13 McGechan, above n 6, at [SCD4.10.01], citing Siemer v Auckland High Court [2019] NZHC 3393, (2019) 25 PRNZ 561 at [4].
[25] The issue that appears to now arise, in my view, is whether as a matter of statutory interpretation the removal of the access rules into their own set of rules (no longer a subpart of the High Court Rules), was intended to revoke or otherwise alter the jurisdiction that had previously been established. The Senior Courts (Access to Court Documents) Rules 2017, are not deemed to be part of the Senior Courts Act under s 147(1) — the deeming provision is expressed to relate to the High Court Rules (from which the access rules have since 2017 been removed).

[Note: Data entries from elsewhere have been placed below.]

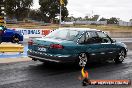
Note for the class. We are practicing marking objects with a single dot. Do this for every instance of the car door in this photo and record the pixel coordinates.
(108, 47)
(94, 47)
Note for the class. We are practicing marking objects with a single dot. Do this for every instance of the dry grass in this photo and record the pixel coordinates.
(55, 26)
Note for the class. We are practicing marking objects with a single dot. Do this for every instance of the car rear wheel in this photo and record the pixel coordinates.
(83, 59)
(15, 39)
(120, 58)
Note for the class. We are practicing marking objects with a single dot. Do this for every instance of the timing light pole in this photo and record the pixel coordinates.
(60, 17)
(2, 13)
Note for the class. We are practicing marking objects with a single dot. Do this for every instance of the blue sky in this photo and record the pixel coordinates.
(105, 8)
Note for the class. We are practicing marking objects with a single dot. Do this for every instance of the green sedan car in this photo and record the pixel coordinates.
(78, 45)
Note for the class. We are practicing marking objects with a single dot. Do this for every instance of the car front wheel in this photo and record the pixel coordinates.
(83, 59)
(120, 58)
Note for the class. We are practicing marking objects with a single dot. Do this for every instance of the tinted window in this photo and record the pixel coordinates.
(63, 34)
(91, 37)
(81, 40)
(104, 38)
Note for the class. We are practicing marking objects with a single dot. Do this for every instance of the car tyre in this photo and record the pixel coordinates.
(82, 59)
(120, 58)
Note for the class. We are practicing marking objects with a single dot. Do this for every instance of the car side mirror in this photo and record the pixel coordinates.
(114, 40)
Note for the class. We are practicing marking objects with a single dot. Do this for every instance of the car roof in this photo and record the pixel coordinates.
(80, 29)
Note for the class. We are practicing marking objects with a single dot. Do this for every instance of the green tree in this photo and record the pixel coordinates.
(18, 8)
(112, 20)
(50, 9)
(103, 19)
(130, 19)
(95, 18)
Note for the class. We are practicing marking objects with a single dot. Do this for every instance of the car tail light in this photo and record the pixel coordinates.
(30, 42)
(56, 46)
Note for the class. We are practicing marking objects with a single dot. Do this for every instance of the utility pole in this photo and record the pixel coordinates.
(61, 3)
(2, 13)
(60, 16)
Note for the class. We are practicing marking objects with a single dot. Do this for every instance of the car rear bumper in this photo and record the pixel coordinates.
(52, 58)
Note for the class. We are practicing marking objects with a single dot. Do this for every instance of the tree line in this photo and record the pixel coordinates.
(48, 11)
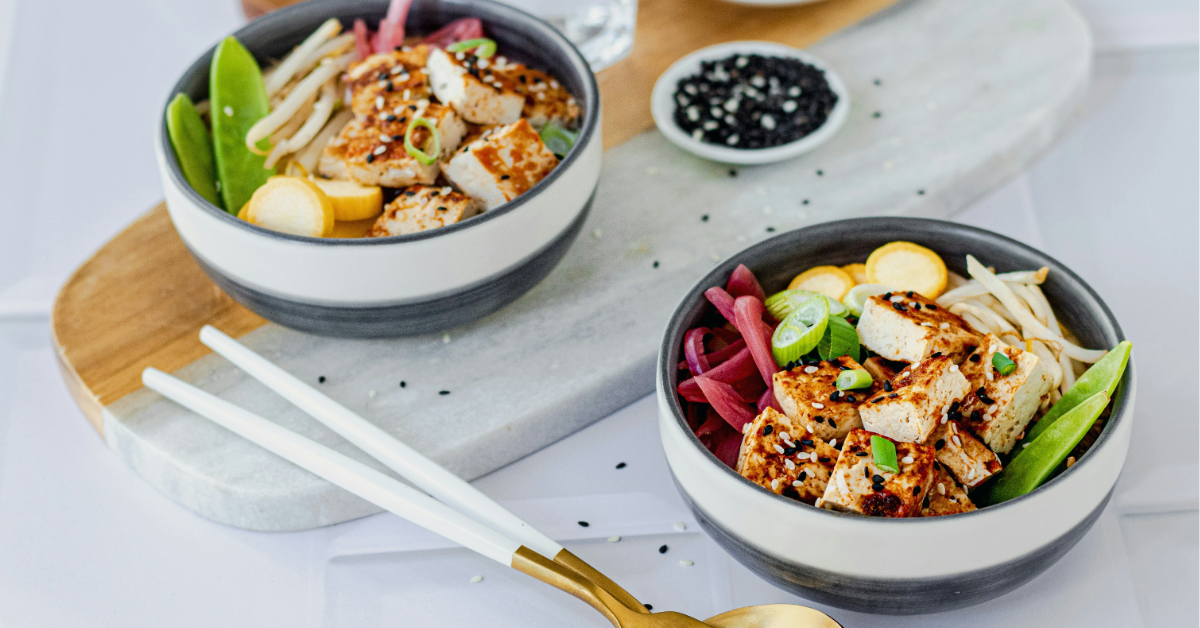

[26] As I have not had the benefit of submissions on this issue of intended or accidental revocation, and such issue would need to be informed by focused submissions, I simply recognise it as a point that deserves determination.14 That said, I recognise that the reason for the removal of this subpart of the High Court Rules into a discrete set of rules appears to have been focused on producing consistency of rules between the senior courts and not on altering substantively the existing access rules that already applied in the High Court.
Osborne J
Solicitors:
Wynn Williams, Christchurch — Plaintiffs Simpson Grierson, Christchurch — First Defendant
Shaun Cotterill Law, Christchurch — Second and Third Defendant Darroch Forest Lawyers, Wellington — Fourth Defendant
Gilbert Walker, Auckland — Fifth Defendant Hesketh Henry, Auckland — Sixth Defendant
Robertsons Associates Ltd, Auckland — Seventh Defendant
14 I am informed there is pending before the Court of Appeal the hearing of an appeal from an access decision made by an Associate Judge in which the question of the jurisdiction to make the order arises. That case may provide the best opportunity for the guidance of the Court of Appeal on a matter that impacts on the day-to-day administration of the access rules that apply to this Court.